Um fenômeno geográfico
O calor intenso em Ipanguaçu não acontece por acaso. A combinação de baixa altitude, vegetação predominante de caatinga e a própria geografia da região favorece a retenção térmica. Enquanto cidades litorâneas recebem a influência da brisa marinha, Ipanguaçu enfrenta um calor seco e persistente, típico do interior semiárido.
Neste verão de 2026, a cidade tem aparecido repetidamente entre as dez maiores temperaturas registradas no Brasil.

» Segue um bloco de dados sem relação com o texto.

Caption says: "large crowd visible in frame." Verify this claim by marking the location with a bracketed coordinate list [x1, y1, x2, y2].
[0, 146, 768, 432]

Durante o mês de fevereiro, por exemplo, enquanto uma onda de calor atingia o Sul do país, Ipanguaçu manteve temperaturas acima dos 38 °C em diversos dias consecutivos.
O “novo normal” climático
Embora o recorde absoluto de temperatura no Brasil pertença à cidade de Araçuaí, em Minas Gerais — que registrou 44,8 °C em 2023 — especialistas apontam que Ipanguaçu se destaca pela frequência do calor intenso.
De acordo com meteorologistas, o município passa longos períodos do ano com temperaturas variando entre 37 °C e 40 °C. Esse padrão tem reforçado a imagem da cidade como um dos pontos mais quentes do país de forma constante.
Impactos e adaptação
Para os moradores, conviver com o calor extremo é parte da rotina. A economia local, baseada principalmente na fruticultura irrigada, precisa lidar com altos índices de evaporação e demanda constante por água.
Além disso, o consumo de energia elétrica aumenta significativamente nos períodos mais quentes, tornando o planejamento hídrico e energético uma prioridade para produtores e autoridades locais.
Contrastes do clima no sertão
Apesar do calor predominante, o clima da região também apresenta extremos. Em janeiro de 2026, Ipanguaçu registrou um dos maiores volumes de chuva do estado em um único dia, com 36,7 milímetros acumulados em 24 horas — um contraste que evidencia a variabilidade climática do sertão potiguar.